James Dean dans La Fureur de vivre, son rôle le plus célèbre :

À 18 ans, James Dean fait la Une du quotidien local. Il vient de remporter la première place du concours de déclamation dramatique. Mais pour devenir comédien, il doit partir de l’Indiana. Il décide alors de rejoindre l'Université de Los Angeles, en Californie, où vit son père. Son objectif du premier trimestre ? Perdre sa virginité. À côté de ça, au département de théâtre de l'Université, ses débuts sont catastrophiques. C'est à ce moment-là qu'il va faire une rencontre déterminante : Roger Brackett, de 30 ans son aîné, directeur financier d'une agence de publicité, qui va être son amant. Roger Brackett lui dégote notamment des rôles à la télévision, mais pour James Dean, cela ne suffit pas. Il veut faire du cinéma, comme ses deux héros : Marlon Brando et Montgomery Clift.

Le choix d'Elia Kazan. En mai 1952, alors qu'il a 21 ans, il décide de partir pour New York, afin de rejoindre l'Actors Studio, où l'un de ses professeurs n'est autre qu'Elia Kazan. Séduit par le jeune homme, le metteur en scène le choisit pour son prochain film : À l'est d'Éden. "Elia Kazan l’a choisi parce qu’il a su qu’il allait pouvoir actionner des fêlures profondes chez lui", confie Jean-Philippe Guérand. Le tournage du long-métrage commence en mai 1954, dans la vallée de Salinas, en Californie. James Dean est odieux, il ne parle à personne et se met tout le monde à dos. "James Dean voulait être différent, se distinguer. Il avait une sorte de morgue, de mépris en lui", détaille l'auteur de la biographie. Quant au film, c'est l'un des plus gros succès de l'année aux États-Unis.

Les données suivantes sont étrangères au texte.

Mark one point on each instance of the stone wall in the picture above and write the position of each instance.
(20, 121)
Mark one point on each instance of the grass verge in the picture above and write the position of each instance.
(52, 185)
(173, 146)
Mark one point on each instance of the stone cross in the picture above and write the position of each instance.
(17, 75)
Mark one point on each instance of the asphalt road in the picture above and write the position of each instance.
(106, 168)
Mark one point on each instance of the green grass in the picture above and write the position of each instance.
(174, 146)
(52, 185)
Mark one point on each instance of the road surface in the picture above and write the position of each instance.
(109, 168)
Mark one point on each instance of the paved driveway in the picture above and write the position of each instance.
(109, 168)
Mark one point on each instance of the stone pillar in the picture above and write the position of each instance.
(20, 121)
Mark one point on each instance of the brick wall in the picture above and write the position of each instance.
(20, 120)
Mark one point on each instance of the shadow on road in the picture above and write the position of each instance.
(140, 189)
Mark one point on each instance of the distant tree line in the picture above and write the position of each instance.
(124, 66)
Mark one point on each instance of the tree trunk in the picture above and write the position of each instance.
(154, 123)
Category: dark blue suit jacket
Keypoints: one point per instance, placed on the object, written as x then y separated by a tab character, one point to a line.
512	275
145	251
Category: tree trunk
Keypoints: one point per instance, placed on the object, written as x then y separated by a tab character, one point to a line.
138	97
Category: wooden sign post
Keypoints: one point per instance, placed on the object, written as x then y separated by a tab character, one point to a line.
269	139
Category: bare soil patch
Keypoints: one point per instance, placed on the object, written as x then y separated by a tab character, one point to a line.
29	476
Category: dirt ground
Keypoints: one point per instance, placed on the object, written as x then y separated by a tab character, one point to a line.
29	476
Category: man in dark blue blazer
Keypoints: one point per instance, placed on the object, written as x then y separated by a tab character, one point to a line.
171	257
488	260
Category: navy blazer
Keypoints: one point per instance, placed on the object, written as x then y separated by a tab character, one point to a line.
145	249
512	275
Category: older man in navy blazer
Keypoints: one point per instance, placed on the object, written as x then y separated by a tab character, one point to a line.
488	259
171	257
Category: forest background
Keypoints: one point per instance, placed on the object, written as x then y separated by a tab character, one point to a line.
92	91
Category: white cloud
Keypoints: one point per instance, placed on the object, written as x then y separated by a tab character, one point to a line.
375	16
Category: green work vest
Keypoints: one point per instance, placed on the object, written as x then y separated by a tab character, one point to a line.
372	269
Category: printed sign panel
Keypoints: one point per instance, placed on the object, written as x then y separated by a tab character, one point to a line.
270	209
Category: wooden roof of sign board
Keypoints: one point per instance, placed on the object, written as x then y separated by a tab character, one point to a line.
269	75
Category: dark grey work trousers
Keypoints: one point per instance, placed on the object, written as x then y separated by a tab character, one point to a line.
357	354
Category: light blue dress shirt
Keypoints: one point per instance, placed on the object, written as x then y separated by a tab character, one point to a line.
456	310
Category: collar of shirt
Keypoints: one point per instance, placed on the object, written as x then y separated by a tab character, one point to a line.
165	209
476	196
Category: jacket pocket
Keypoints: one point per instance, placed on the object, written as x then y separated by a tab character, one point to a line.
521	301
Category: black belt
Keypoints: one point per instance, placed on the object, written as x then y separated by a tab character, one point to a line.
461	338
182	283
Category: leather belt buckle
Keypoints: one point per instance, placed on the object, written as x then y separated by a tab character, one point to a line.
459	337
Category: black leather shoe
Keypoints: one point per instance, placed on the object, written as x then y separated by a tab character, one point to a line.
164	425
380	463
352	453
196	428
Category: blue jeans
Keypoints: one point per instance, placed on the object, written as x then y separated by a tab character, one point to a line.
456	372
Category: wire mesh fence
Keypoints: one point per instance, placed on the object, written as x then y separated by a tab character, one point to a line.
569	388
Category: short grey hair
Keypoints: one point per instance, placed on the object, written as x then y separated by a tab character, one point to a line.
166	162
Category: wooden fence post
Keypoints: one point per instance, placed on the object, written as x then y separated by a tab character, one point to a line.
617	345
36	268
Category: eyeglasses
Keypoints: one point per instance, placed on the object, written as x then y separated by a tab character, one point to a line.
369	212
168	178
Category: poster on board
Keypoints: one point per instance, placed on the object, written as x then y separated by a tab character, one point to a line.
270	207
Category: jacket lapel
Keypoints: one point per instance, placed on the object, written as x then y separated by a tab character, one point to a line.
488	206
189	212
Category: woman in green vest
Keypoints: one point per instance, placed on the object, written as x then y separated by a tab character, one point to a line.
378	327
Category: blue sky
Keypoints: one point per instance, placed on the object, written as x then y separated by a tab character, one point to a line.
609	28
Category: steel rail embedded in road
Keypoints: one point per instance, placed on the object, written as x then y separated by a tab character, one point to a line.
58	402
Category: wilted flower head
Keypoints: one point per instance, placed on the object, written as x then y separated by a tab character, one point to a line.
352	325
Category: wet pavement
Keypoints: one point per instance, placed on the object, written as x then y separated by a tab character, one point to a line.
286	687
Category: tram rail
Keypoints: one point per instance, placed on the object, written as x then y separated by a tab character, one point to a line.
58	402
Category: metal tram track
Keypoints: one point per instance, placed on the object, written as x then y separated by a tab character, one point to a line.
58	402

L'autre passion de James Dean, ce sont les voiture. Alfa Roméo, Porsche 356… James Dean craque pour un beau bolide dès qu'il a un chagrin. Comme celui qu'il connaît après sa rupture d'avec Anna Maria Pierangeli, dont il ne se remettra jamais réellement.

Un "destin tellement incroyable". James Dean enchaîne ensuite deux tournages, La fureur de vivre de Nicholas Ray, puis Géant de George Stevens. Au même moment, il s'achète une Porsche 550 Spyder. C'est avec ce bolide que James Dean va se tuer.

Alors qu'il se dirige vers Salinas, une Ford Tudor lui coupe la route pour tourner à gauche à un croisement dans la petite ville de Cholame. La Porsche 550 Spyder de James Dean fait plusieurs tonneaux avant de retomber. L'acteur meurt dans l'accident. Coup du lapin. Il ne roulait ni trop vite (80 km/h), ni avec de l'alcool dans le sang.

Quelques semaines plus tard sort La fureur de vivre, qui consacre le mythe James Dean, définitivement. "On a fantasmé autour de la mort de James Dean. Il y a un livre uniquement consacré à son accident", relate Jean-Philippe Guérand. "Son destin était tellement incroyable, assorti d’une part fantasmatique post-mortem."